The harassment imposed by the Ecuadorian government over Crudo Ecuador's memes soon became too much for its creator to handle, and he therefore decided to abandon all political satire. Crudo Ecuador bid farewell to his followers with the hashtag #UstedGanó (You Won), referring to Ecuador's President Rafael Correa. Screen shot taken from Twitter account @CrudoEcuador.

Gabriel González, better known on the Internet as @CrudoEcuador, never imagined that his Facebook page, where he uploaded memes about Ecuadorian politics, would gain over 400,000 followers. And he especially never thought that these memes would displease Ecuador's President Rafael Correa so much that the leader would mount a campaign to intimidate and disparage him.

However, that is exactly what happened. When his real identity was revealed on social media, Crudo Ecuador was then forced to stop publishing satirical memes. Silvia Viñas, former Latin America editor for Global Voices, narrates the case of Crudo Ecuador for Radio Ambulante.

An account on Twitter uploaded a photo of González that he himself never put on any social network. In fact, he was unaware that it had even been taken:

Entonces ahí se nota que me han estado siguiendo para tomarme una foto. Entonces ahí es cuando yo cojo y ya me asusto, ¿no? Digo, oye, ya ves por la ventana, ves si hay algún carro raro o alguna cosa, ¿no? Y mi familia también se empieza a asustar pues, porque se supone que yo estaba totalmente confiado en que no iban a pasar estas cosas ya que el presidente había dicho que yo no había cometido ningún delito.

That's when I knew that they had been following me in order to take that picture. That's when I got scared, you know? I mean, hey, you're now looking out the window, you check to see if there some strange car, or anything else, you know? Also, my family started to get scared, well, because supposedly I was totally sure that these types of things weren't going to happen, seeing as how the president had said that I hadn't committed any felony.

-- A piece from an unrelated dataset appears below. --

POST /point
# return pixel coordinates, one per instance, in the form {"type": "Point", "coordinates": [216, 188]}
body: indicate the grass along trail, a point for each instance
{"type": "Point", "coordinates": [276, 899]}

Nevertheless, the same intimidation tactics against González were also used against other social network users who had upset President Correa, some of whom he revealed their full name and age on national radio and television. This is what González had to say:

No fue solo contra mi página, sino en realidad el presidente sí está ganando mucho por medio del miedo que está metiendo en la gente. Si es que dejamos que esto continúe, cada vez vamos a tener menos lugares donde decir lo que pensamos –así sea que estemos equivocados o no estemos equivocados, ¿no?

It wasn't only against my page. Actually, the president is gaining a lot by generating fear amongst the people. If we continue to let this happen, little by little we're going to have fewer places where we can say what we think —whether we're wrong or not, right?